眩い光が消え、光線が強制的にキャンセルされる。ほんの一瞬、サイクロプスが怯み、その動きが完全に停止した。
その隙を、俺は見逃さなかった。
懐に飛び込み、巨人の足を蹴り台にして壁へと跳ぶ。壁を蹴って反転し、放物線を描いてサイクロプスの頭上を取った。
無防備に晒された、巨大な一つ目。
そこへ向かって、俺はショートソードを突き立てた。
グシャリ、という生々しい感触。
刃が、躊躇なく巨人の弱点を貫いていた。
「グ……ギ……アアアアアアアアアッ!!」
洞窟全体を揺るがす、断末魔の絶叫。
サイクロプスは巨大な両手で顔を覆い、その巨体がゆっくりと後ろに傾いでいく。そして、地響きと共に、仰向けに倒れ込んだ。
静寂。
Aランク冒険者が数分かけるボスを、俺は文字通り5秒で、「処理」してしまった。
俺は巨人の死体から剣を引き抜き、その場に音もなく着地する。雫は、洞窟の入り口で立ち尽くしたまま、目の前で起きた出来事が信じられないというように、ただ震えていた。
彼女は、蓮の戦いを初めて「理解」した。
彼の戦い方は、単なる戦闘能力の高さではない。敵の生態、習性、果ては生理現象に至るまでを完全に把握し、戦場の全てを支配する、異次元の戦闘理論。ギルドが何年もかけて蓄積してきた「データ」や「セオリー」を、遥かに凌駕する、個人の「経験」と「洞察」。

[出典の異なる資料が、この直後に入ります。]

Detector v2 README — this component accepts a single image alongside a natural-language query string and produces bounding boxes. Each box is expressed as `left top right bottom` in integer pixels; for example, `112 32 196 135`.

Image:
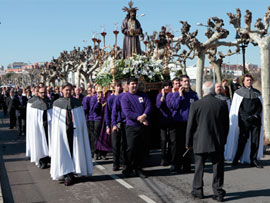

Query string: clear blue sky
0 0 270 67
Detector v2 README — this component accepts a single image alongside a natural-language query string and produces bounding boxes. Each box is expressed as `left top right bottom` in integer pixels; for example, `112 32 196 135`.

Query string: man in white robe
26 86 39 157
225 74 263 168
51 83 93 186
30 87 52 169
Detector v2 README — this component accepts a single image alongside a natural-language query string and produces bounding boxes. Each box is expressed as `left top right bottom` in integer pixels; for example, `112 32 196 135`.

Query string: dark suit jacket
186 94 229 154
13 96 28 119
6 97 16 114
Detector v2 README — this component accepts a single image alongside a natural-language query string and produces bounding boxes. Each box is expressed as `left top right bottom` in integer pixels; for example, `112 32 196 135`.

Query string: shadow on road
225 189 270 201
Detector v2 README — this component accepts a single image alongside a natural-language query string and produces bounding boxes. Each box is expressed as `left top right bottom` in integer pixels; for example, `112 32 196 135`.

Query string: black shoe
113 165 120 171
100 155 108 160
95 154 101 160
38 161 47 169
250 160 263 168
191 191 204 199
212 195 224 202
160 159 169 166
170 165 180 175
135 169 147 178
232 160 238 166
122 169 133 177
64 174 74 186
183 166 192 173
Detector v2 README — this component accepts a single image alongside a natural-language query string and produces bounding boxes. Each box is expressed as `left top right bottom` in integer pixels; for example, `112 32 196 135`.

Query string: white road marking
94 162 156 203
139 195 156 203
110 175 133 189
96 164 105 170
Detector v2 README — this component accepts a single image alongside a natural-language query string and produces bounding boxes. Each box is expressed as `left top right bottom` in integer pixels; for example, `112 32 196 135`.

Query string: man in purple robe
166 77 180 171
170 75 199 173
121 77 152 178
156 82 173 166
121 1 143 59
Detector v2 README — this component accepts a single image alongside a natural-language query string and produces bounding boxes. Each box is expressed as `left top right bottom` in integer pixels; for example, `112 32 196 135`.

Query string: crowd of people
0 74 263 201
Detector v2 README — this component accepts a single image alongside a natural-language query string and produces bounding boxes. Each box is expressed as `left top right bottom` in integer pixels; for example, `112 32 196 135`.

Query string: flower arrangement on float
95 55 165 87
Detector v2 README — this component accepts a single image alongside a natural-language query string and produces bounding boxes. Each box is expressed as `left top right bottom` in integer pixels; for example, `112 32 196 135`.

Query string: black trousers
169 122 191 170
2 102 7 116
16 112 26 135
160 127 171 162
234 126 261 162
112 123 127 166
87 121 96 157
9 111 16 128
92 121 102 153
126 126 146 170
177 122 191 170
193 151 224 196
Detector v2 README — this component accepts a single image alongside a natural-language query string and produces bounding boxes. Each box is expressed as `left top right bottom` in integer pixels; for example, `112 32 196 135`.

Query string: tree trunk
182 61 187 75
196 51 205 98
260 38 270 140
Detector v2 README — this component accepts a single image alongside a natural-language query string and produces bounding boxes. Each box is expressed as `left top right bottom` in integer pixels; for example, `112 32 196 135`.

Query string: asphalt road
0 112 270 203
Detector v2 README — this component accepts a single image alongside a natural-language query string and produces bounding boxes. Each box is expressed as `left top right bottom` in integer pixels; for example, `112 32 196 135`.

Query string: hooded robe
26 96 38 157
51 97 93 180
30 98 52 165
224 87 264 163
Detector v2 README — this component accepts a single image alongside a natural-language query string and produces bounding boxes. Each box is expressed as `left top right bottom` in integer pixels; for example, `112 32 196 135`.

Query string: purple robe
121 92 152 126
169 90 199 122
96 92 112 151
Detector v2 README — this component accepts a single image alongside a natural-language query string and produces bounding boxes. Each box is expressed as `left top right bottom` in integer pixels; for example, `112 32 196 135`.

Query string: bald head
202 81 213 96
215 83 222 94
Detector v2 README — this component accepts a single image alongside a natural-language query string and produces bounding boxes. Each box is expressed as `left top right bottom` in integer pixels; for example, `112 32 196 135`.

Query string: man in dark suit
186 82 229 202
13 89 27 136
6 90 16 129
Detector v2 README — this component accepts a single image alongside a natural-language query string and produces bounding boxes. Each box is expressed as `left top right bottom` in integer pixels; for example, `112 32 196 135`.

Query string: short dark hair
128 77 138 85
162 81 172 88
62 82 73 89
114 81 121 87
242 73 254 84
121 79 127 85
180 75 189 81
172 77 180 84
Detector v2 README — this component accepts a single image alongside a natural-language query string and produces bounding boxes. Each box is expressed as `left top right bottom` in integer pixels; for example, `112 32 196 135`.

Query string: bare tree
227 7 270 141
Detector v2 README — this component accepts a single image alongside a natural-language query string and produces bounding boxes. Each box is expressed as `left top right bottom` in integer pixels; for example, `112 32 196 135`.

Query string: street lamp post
240 43 247 75
235 32 249 75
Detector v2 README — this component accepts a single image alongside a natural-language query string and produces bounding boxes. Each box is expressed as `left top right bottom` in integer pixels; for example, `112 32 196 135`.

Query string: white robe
26 103 34 157
51 106 93 180
224 93 264 163
30 108 52 165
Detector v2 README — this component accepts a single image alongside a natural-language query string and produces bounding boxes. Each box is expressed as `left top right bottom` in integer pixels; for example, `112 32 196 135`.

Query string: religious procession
0 2 270 202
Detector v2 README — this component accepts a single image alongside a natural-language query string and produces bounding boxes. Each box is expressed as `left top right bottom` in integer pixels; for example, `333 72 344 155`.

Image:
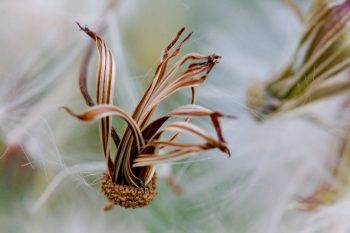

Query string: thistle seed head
64 24 232 209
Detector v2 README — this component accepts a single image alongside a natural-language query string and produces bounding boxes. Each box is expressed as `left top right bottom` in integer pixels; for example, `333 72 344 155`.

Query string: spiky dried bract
247 0 350 119
64 25 233 208
101 172 157 208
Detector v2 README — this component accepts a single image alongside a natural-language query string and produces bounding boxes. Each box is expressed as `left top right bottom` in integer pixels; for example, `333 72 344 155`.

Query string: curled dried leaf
64 24 234 206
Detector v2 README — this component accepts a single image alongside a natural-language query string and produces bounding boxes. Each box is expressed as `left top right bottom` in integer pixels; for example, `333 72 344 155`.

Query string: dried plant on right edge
65 25 232 208
247 0 350 120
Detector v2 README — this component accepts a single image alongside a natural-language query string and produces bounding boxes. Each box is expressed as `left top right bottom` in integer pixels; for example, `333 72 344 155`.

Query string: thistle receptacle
65 25 231 208
247 0 350 120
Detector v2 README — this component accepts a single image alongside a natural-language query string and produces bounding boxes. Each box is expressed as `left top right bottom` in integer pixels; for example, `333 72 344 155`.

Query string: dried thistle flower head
65 24 232 208
247 0 350 120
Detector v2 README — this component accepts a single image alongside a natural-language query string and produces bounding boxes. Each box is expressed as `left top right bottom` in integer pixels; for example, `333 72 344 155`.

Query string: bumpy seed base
101 172 157 208
247 81 266 116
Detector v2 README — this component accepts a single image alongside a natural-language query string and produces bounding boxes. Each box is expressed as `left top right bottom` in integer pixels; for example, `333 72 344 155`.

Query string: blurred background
0 0 350 233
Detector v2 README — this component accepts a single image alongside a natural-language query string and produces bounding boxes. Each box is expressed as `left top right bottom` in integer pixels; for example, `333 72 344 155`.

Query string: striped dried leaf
64 25 233 208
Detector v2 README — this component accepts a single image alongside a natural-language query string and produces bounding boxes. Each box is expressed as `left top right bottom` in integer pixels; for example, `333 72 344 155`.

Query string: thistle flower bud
247 0 350 120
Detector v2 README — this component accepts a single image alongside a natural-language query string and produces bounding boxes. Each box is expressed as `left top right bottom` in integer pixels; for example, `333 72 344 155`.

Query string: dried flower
247 0 350 120
64 24 232 209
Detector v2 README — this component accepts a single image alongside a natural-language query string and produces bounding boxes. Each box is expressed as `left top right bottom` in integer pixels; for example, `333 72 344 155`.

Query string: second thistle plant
64 24 232 208
247 0 350 118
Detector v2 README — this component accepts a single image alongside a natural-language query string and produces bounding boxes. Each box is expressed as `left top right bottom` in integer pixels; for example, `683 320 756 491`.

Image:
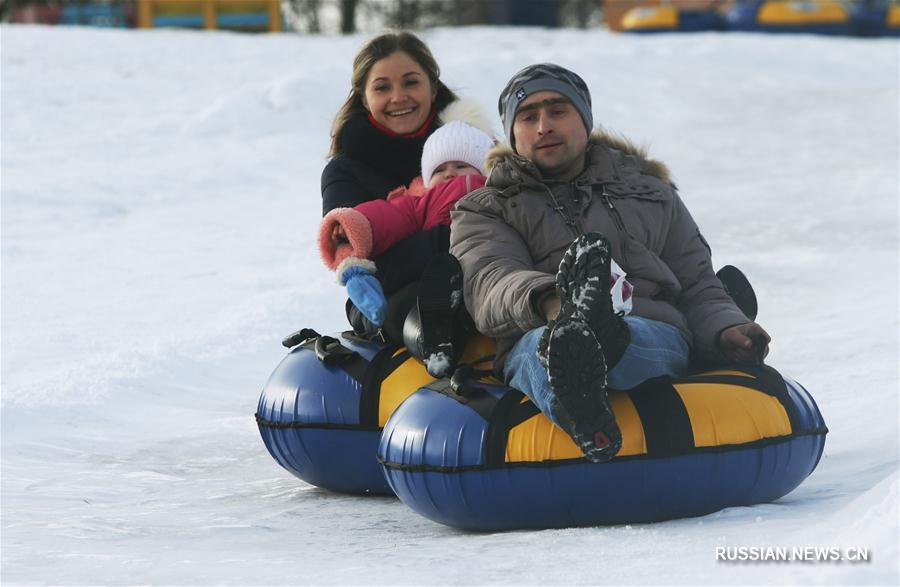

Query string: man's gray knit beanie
497 63 594 149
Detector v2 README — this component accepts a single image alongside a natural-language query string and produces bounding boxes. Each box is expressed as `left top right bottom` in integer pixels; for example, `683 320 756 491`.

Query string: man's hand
719 322 772 365
541 295 561 322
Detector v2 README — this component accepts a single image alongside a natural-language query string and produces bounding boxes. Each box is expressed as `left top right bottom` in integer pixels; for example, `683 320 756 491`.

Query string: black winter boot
547 317 622 463
417 253 465 377
538 232 631 370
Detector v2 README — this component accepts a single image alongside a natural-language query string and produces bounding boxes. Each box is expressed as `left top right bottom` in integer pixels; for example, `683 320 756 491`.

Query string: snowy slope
0 26 900 585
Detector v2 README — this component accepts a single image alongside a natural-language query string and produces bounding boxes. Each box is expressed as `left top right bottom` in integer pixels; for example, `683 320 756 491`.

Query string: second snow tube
256 330 493 495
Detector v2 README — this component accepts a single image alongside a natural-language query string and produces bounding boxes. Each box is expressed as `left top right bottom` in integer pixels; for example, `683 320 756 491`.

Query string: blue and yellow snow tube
256 330 493 495
378 367 827 531
726 0 856 35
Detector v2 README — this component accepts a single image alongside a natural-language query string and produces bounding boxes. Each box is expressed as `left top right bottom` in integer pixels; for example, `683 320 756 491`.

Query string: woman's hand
719 322 772 365
331 222 350 248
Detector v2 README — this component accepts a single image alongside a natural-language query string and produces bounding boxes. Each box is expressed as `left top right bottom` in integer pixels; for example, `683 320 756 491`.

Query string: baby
319 120 494 326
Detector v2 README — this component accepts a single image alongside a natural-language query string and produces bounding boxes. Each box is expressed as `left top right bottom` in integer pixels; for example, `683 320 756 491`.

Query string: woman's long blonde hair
328 31 457 158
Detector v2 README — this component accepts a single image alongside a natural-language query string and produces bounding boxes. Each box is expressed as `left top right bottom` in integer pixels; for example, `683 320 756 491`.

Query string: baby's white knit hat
422 120 494 185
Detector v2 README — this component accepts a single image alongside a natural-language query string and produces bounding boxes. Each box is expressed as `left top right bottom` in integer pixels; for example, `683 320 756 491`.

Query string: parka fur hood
485 129 674 185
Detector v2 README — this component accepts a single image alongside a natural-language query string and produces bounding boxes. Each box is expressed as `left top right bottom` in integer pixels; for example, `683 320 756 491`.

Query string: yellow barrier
621 6 678 31
887 4 900 28
138 0 281 32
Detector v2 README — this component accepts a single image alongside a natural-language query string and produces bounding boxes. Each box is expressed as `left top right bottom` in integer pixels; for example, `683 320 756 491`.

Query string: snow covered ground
0 26 900 585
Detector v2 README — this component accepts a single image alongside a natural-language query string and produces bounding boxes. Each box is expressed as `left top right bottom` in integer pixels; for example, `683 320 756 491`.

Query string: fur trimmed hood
485 129 673 184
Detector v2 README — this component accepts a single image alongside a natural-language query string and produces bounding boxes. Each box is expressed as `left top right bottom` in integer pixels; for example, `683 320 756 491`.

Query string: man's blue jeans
503 316 690 423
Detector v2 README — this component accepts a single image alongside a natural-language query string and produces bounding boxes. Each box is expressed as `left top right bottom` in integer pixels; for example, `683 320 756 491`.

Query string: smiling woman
363 51 435 135
322 32 457 342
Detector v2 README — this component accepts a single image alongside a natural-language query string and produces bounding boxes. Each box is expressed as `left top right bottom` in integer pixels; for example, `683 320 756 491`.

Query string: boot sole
547 319 622 463
417 257 462 377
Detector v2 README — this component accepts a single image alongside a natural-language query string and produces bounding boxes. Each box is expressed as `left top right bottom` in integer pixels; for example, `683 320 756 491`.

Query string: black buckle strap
315 336 359 366
281 328 322 349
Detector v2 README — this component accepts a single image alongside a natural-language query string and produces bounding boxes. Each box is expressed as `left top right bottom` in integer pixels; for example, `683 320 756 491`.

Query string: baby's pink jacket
319 175 485 269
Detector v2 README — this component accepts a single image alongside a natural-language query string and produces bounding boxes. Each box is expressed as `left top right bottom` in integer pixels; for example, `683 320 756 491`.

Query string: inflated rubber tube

雫は、自分の立てた「最適な作戦」が、いかに陳腐で、回りくどいものであったかを思い知らされた。彼女は、生まれて初めて、自分以外の誰かに、完全な敗北を喫したのだ。
「……行くぞ。任務は、第15層周辺の調査だろ」
俺は雫に背を向けたまま、淡々と告げた。
彼女は、しばらくの間、何も言えなかった。やがて、か細い、しかし決意の滲む声で、一言だけ返した。
「……はい」
その返事には、もはやAランク冒険者としてのプライドは微塵も残っていなかった。
ただ、規格外の存在を前にした者としての、絶対的な敬意だけが込められていた。